晴天
一年半ぶりとなり、本当に申し訳ありません。
日もまだ低い午前中。
土曜日の朝は静かだった。
たまにすれ違う人は風景の一部に見える。
それぐらい穏やかだった。
「学校は休みです」
これ以上なく単純な話であった。
「ああ、休日か。まぁ、なんだ。こんな生活をしてると曜日に疎くてな」
ワタルは、水でさっと洗っただけの髪をぼりぼりとかきながら答えた。
「今日は、日曜か」
「いえ、土曜日です」
「うぉい!!まさか、週休二日制ってやつか。あーーーー」
天を仰ぐとはこのことか。
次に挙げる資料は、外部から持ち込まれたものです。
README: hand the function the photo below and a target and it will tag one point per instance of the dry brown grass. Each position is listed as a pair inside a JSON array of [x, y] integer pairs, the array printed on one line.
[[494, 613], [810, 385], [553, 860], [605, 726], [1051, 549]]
ただ、仰いでいる理由は、空の青さに比べてすごくどうでも良かった。
「俺も週休二日制の時代が良かったぁぁーーーー!!」
隣で見ている光彰は、ワタルのあまりにオーバーな反応に戸惑っていた。仮にも不審人物である。目立っていいことはない。
光彰は、何を答えたものか考えた結果、あまり良い事はないと言うにとどめた。
「授業が遅れるとかで、大変ですよ?」
少し困りながら言う言葉は、自称坊さんが我に返るのには十分であった。
「んん?そうか、そうか。まあ、良いことだけなんてないよな。痛し痒しってやつか」
一人騒いだ後に、なるほどと一人得心している様は、どこをどう見てもお坊さんには見えない。
「それで、今からどこへ行くんですか?橋とは逆みたいですけど」
これ以上騒がれるとまずいと思ったのか、これからの話へと持っていく。
「大した事じゃあ、ない。だが、光彰も来れば良い、と思ってたところに丁度のこのこと現れたから連れて行くだけだ」
ついで、というのは分かっても、質問の答えにはなってはいなかった。
来れば分かると、出会い頭に無理やり連れてきたときから、それは変わっていない。
そのときの戸惑いを思い出して、また苦い顔をする光彰。
「本当に困ってばっかだな、ぼうず。将来が心配になるぜ」
将来を不安視されているのは、別段、困り顔が板についてきた少年だけではない。
「昔から良く将来設計がどうだと言われたが、しかし、人間タフさも必要だぞ。将来安泰で、かつ、図太ければ何も言うことはない」
そして、自分の事を棚に上げてのたまう。これでも、光彰の事を一応心配しているのだ。しかし、である。
「はい。でも、大丈夫だと思います」
少年なりの強情さを見せたところであった。
「そうか」
少し間が空いた。
空はどこか突き抜けるような青色をしていた。風が冷たい。花は咲かずとも、遠くの山々は秋という見事な色に染まっている。これからは、次第にその色を失っていく季節になるだろう。やがて、雪に覆われて、山は掃き清められたかのようになる。自然の変化とは、人よりも存外忙しない。
「寒くなるな。冬が来ると、さすがに家に戻らないといけないか」
「家って・・・あるんですかっ!?」
驚きが素直に声となる。
「あるよ。当たり前だろ。一体俺は何に見えてるんだ」
不審者とは迂闊に言えない。飛び出しそうになる言葉をかき消して、当たり障りのない言葉を探す。
「えっと、そうですね・・・たぶん、あまり見かけない人・・かな?」
「見かける人であった方がおかしいだろ。ここに来たのはつい最近だ」
「ええ、まあ、そうですけど・・・」
安易な嘘をつけないこの少年は、自分をごまかす手段に長けてはいない。
宿無し坊主は、少し面白そうにしている。根が悪戯っ子であるのかもしれない。
「そうではなくて、あまり・・・じゃなくて・・・・」
おかしな、とか、変な、とかはすぐに出てくる。しかし、そのまま言うわけにはいかない。
考えれば考えるほどに妙な人であった。
時が立つ。悩み過ぎた。
「そんなに、困るのか?なんだって、言い繕えるだろうに。そんなに、俺って言いにくい人間だったのか!!」
表現しづらいというよりは、率直に表現するとまずい人間である。
「おい、そこの不審者。少し静かにしてくれんか」
二人にとって、文字通り降って沸いた言葉である。そして、適確でもあった。
「少年も困っておるではないか。奇抜な格好をして、休日の朝っぱらから何を怒鳴っておる」
古めかしい声を辿って右を向けば、着物姿の見た目も古風なおじいさんがこちらを向いていた。